I thought that setting setWantsKeyboardFoucs(false) would prevent keypresses to ever reach a component. Though it does not seem to work this way.
Before i dive in further can setWantsKeyboardFoucs(false) really be used to block key-presses to ever reach a component?
And if not how to disable key-presses without overriding the Component and returning false on keypressed?


#2

If you don’t want key-presses, just don’t implement a keyPressed() method… (?)
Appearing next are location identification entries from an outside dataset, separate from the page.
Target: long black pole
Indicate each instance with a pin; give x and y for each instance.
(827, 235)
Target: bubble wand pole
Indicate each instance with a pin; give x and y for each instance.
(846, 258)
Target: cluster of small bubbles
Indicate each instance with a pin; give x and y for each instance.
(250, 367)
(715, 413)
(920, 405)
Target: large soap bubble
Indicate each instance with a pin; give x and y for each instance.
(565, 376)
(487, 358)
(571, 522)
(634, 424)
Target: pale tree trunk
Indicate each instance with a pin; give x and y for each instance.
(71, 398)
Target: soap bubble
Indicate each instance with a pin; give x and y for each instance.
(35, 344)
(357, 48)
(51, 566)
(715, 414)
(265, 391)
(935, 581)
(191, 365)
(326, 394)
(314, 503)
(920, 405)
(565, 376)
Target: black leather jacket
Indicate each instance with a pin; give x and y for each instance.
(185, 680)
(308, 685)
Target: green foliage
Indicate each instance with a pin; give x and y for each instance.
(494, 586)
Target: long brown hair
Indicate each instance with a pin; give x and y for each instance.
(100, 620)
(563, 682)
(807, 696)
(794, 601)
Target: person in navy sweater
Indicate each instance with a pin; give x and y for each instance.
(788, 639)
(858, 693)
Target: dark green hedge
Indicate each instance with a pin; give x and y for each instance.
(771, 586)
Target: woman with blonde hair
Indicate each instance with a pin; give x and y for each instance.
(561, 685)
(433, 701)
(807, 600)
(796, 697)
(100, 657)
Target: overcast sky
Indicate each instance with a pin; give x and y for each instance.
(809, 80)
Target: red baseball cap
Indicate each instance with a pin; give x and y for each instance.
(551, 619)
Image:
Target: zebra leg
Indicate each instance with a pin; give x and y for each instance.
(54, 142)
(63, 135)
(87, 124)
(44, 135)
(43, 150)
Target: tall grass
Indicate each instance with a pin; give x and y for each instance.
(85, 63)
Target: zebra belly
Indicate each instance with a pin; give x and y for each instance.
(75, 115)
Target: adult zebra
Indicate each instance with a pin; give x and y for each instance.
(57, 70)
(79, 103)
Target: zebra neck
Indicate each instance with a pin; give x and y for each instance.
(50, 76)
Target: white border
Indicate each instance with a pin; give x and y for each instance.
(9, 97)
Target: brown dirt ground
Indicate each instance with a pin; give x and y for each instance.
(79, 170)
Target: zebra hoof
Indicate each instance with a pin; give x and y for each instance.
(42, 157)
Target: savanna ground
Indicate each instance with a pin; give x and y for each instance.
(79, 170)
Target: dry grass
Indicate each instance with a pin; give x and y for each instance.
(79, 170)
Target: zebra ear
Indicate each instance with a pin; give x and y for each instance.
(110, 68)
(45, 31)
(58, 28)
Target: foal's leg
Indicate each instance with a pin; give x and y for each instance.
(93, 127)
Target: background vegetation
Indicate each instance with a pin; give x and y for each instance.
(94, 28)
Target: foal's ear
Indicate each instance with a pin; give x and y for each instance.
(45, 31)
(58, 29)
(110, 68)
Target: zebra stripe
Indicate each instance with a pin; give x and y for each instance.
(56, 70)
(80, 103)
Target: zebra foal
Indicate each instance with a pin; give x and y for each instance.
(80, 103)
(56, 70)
(Or implement a keyPressed method that consumes the event and does nothing)


#3

Well i have TreeView which i don’t want to consume keypresses, i always made the assumption that setting wantsKeyboardFocus to false would make the TreeView or any other component not receive keypresses. I think i just misunderstood, but the name sort of implies it. Anyway i subclassed the TreeView and just return false on keypressed. Although i hoped you just could block keypresseses with a flag, this is handy for when you have standard juce components that you want to block. Now you’ll always have to subclass them.


#4

Well, wanting key focus is a completely different thing from wanting key presses… Focus just means that you get first shot at any incoming events, but if the focused component doesn’t understand a particular event, it gets passed back up the hierarchy to other parents which may be able to handle it.
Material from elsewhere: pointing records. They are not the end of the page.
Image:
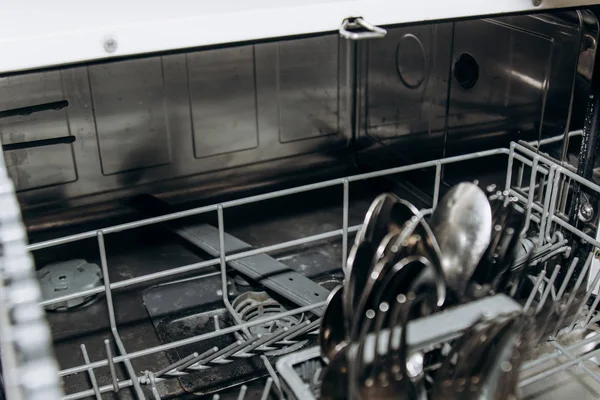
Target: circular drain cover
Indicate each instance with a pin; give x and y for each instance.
(68, 277)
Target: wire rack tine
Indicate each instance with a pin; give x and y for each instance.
(536, 286)
(175, 365)
(152, 379)
(112, 319)
(111, 365)
(549, 287)
(272, 372)
(197, 359)
(578, 282)
(267, 389)
(346, 206)
(242, 393)
(91, 374)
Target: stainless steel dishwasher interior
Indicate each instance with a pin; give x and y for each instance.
(86, 147)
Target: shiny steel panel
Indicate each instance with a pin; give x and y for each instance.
(222, 100)
(519, 82)
(225, 119)
(308, 88)
(129, 114)
(407, 81)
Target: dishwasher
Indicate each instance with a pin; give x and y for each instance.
(178, 221)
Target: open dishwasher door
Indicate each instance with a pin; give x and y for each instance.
(191, 208)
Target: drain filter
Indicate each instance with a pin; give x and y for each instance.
(68, 277)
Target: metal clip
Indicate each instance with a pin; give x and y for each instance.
(373, 32)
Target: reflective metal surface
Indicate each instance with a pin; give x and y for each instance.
(462, 225)
(134, 126)
(207, 122)
(453, 87)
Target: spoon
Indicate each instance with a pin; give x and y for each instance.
(332, 333)
(462, 225)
It may also be possible to do what you need by adding a keylistener to your treeview, and using that to consume the events, but TBH I can’t remember whether in detail whether that’d work or not.


#5

Wouldn’t something like setWantsKeyboardInput() be a handy thing? So you can simply let a component ignore keypresses.
Otherwise you always need to subclass it.
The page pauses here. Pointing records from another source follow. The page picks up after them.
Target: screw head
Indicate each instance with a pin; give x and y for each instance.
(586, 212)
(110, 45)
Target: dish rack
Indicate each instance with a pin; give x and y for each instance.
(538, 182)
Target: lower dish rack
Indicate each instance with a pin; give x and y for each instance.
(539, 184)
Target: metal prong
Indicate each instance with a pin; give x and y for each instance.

On another note, i know it isn’t possible but wouldn’t it be nice if there would be a way in c++ to only override a specific method of a member class instead of always needing to subclass it.
Something like this :wink:

	class MyComponent : public Component
	{
	public:
		MyComponent();
		~MyComponent();
	private:
		TreeView* view;
		//override keyPressed
		bool view::keyPressed(const KeyPress &key)
		{
			return false;
		}
	};	

#6

Well, clearly not particularly handy, because nobody else has ever asked for it! It’s the kind of thing that I’d rather not burden the base Component class with, when you can achieve the same result in other ways.


#7

Well that’s a bold statement. It doesn’t mean if someone never asked for a specific thing it’s by default a bad idea, wouldn’t you agree?
Anyway, i was just confused with the behavior of setWantsKeyboardFocus(), now it’s clear and i can get on with my work.


#8

Yes, I do agree! And I’m not saying this is a bad idea! Just that when you’ve got such a widely-used class as Component, even very good ideas might not always be worth adding to it, unless they are features that would definitely be useful to a lot of people. That class is already too big, and I’d much rather be removing functionality from it than adding any more!


#9

How do I cure this.

If I have a main DocumentWindow and I create another document window used as a plugin window container, how can I disable all key strokes from the second window. If I return false from the keyPress routine, the main dowcument does not receive the key strokes. Also if I setWantsKeyboardFocus false, the close button does not work and still the key strokes never reach the other document window.

What I need and others I assume is for a window setting that completely ignores key strokes. Is there a work around?

I tried returning windowHasCloseButton | ComponentPeer::windowIgnoresKeyPresses in getDesktopWindowStyleFlags but the key strokes still get to the window.